Thoughts from a broken mind
(NaturalNews) The Standard American Diet, otherwise referred to as S.A.D., consists of low quality factory farmed meats, over-processed packaged foods with vitamins and minerals added back in, condiments, and a leaf of iceberg lettuce as the vegetable for the day — SAD indeed.
Packaged processed foods made with enriched white flour, like cereals, crackers, pasta, snacks, and bread, make up a large part of most American diets. In fact, Americans eat 31 percent more packaged food than fresh food, and they consume more packaged food per person than their counterparts in nearly all other countries. The 2005 Dietary Guidelines for Americans recommend that individuals should “consume 3 or more ounce-equivalents of whole grain products per day, with the rest of the recommended grains coming from enriched or whole-grain products. In general, at least half of the grains should come from whole grains.”

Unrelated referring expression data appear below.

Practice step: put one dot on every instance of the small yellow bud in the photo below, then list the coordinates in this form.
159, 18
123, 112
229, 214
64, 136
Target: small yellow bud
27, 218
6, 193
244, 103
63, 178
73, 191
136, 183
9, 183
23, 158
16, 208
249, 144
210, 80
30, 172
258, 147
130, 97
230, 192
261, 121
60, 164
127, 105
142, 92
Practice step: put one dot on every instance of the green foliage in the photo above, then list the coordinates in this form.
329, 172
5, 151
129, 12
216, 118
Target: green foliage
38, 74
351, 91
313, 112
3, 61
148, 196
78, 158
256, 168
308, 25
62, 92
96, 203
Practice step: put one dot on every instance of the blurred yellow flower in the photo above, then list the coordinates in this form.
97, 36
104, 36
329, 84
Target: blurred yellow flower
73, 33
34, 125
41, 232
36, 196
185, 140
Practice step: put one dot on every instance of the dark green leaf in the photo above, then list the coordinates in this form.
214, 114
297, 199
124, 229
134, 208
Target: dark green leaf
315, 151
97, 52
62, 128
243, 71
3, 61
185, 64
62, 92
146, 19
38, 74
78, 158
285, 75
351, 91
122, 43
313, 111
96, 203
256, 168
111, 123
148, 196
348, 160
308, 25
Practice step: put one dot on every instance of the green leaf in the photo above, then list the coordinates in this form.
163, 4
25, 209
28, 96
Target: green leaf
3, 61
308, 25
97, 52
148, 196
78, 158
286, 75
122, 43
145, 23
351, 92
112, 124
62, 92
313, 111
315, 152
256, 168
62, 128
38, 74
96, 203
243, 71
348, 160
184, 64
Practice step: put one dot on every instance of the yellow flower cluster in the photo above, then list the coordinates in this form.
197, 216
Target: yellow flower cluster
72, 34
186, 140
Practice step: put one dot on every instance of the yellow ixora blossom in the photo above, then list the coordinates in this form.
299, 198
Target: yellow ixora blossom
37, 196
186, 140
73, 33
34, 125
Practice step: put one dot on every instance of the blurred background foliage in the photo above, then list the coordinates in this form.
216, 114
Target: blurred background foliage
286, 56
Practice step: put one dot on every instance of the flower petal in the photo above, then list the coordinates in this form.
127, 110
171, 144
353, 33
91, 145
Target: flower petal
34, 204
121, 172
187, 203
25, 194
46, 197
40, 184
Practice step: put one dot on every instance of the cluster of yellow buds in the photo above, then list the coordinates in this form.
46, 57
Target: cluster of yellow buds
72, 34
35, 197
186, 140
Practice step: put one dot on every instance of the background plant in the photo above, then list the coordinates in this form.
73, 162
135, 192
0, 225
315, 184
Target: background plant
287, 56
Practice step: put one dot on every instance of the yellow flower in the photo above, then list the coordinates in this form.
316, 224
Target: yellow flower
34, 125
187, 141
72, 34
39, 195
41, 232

The 2010 Dietary Guidelines for Americans recommend that individuals consume at least one-half of all their grains as whole grains (i.e. 3 servings/day; 1 serving = 16 g; about two table spoons). However, dietary intake data from the Continuing Survey of Food Intakes and NHANES indicates that the average whole grain intake is 1 serving/day, with 95% of Americans not meeting their whole grain daily intake recommendations.
How did Americans end up eating only one serving of whole grain a day? First let’s define whole grain. According to the Whole Grains Council: “Whole grains or foods made from them contain all the essential parts and naturally-occurring nutrients of the entire grain seed.”
One serving of whole grain per day happened because food manufacturers tricked consumers into believing that highly processed wheat flour (enriched white flour) is an equal alternative to whole grain flour — which is not the case. To improve its shelf life, white flour has been stripped of all its nutrients and then “enriched” with a few vitamins and minerals to make it appear like a healthy option.
Processed foods like white flour are frequently “enriched” and “fortified.” In “enriched foods,” the nutrients are removed during the initial processing, then later in the process, synthetic nutrients are added back. With “fortified foods,” additional nutrients that were not originally in these foods are added to make the food appear more nutritious. For instance, most of us have had vitamin D fortified milk or calcium and vitamin D fortified orange juice. Vitamin D and calcium do not occur naturally in OJ.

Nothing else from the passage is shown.